Let $X$ be a compact metric space equipped with a Borel probability measure $\mu$. If $T$ is a continuous ergodic transformation, prove there is a full measure set s.t Birkhoff averages of any continuous function converge on that set.
I am only looking for hints.
My work: First of all, $C(X)$ is separable, so there is a dense sequence $f_k$. It is clear that there is a set of full measure s.t for each $k$ the Birkhoff averages converge to $\int f_k$. At this point I tried to do some limit argument to no avail. I get a double limit and I just cannot seem to justify why you can exchange the two limits. Thus I think I am looking at this problem the wrong way. Especially since I do not see why continuity of $T$ is needed here.
I would much appreciate advice/hints rather than flat out solutions.
Your first intuition is right. As $C(X)$ is separable you can find a dense sequence $f_k$. For every $f_k$ there is a full measure set $X_k$ for which the Birkhoff sums converge to the integrable.

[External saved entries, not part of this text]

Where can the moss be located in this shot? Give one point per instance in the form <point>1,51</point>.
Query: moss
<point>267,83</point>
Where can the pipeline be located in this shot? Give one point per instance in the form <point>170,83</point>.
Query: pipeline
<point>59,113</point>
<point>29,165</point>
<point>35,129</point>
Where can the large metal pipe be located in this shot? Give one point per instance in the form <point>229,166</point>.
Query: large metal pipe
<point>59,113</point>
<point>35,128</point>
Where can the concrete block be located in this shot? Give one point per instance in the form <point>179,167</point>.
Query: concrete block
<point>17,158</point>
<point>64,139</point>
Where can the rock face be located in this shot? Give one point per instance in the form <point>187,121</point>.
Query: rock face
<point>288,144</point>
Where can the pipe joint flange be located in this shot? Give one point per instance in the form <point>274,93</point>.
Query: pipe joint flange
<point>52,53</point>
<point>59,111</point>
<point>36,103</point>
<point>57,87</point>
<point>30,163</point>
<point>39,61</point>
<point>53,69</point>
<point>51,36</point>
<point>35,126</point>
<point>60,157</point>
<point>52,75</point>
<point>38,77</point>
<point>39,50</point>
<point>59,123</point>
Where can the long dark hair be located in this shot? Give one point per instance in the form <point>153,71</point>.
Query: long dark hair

Then a countable intersection of full measure set is a full measure set. So on the set $Y = \cap X_k$ every $f_k$ has its Birkhoff sums converging to its average.
No take a $g \in C(X)$. There is a subsequence $\{g_k\} \subset \{f_k\}$ such that for every $\epsilon$, there is a $K$ such that for every $k>K$, $|f-g_k|_\infty \leq \epsilon$.
So for every $x \in Y$, $|\frac{1}{N}\sum_{i=1}^{N}g(T^i(x))-\int g|=|\frac{1}{N}\sum_{i=1}^{N}g(T^i(x))-g_k(T^i(x))+\frac{1}{N}\sum_{i=1}^{N}g_k(T^i(x))-\int g_k+\int (g_k-g)|$
But we have that $$ |\int (g_k-g)| \leq \epsilon Vol(X) $$
$$ |\frac{1}{N}\sum_{i=1}^{N}g(T^i(x))-g_k(T^i(x))|\leq \epsilon $$ And $$ \lim \frac{1}{N}\sum_{i=1}^{N}g_k(T^i(x))-\int g_k = 0 $$
So applying the triangular inequality to detach this three pieces we get that $$ \limsup |\frac{1}{N}\sum_{i=1}^{N}g(T^i(x))-\int g| \leq \epsilon (1+ Vol(X)) $$ as this is true for every $\epsilon$ we have that $$ \limsup |\frac{1}{N}\sum_{i=1}^{N}g(T^i(x))-\int g| =0 $$ And then $$ \lim |\frac{1}{N}\sum_{i=1}^{N}g(T^i(x))-\int g| =0 $$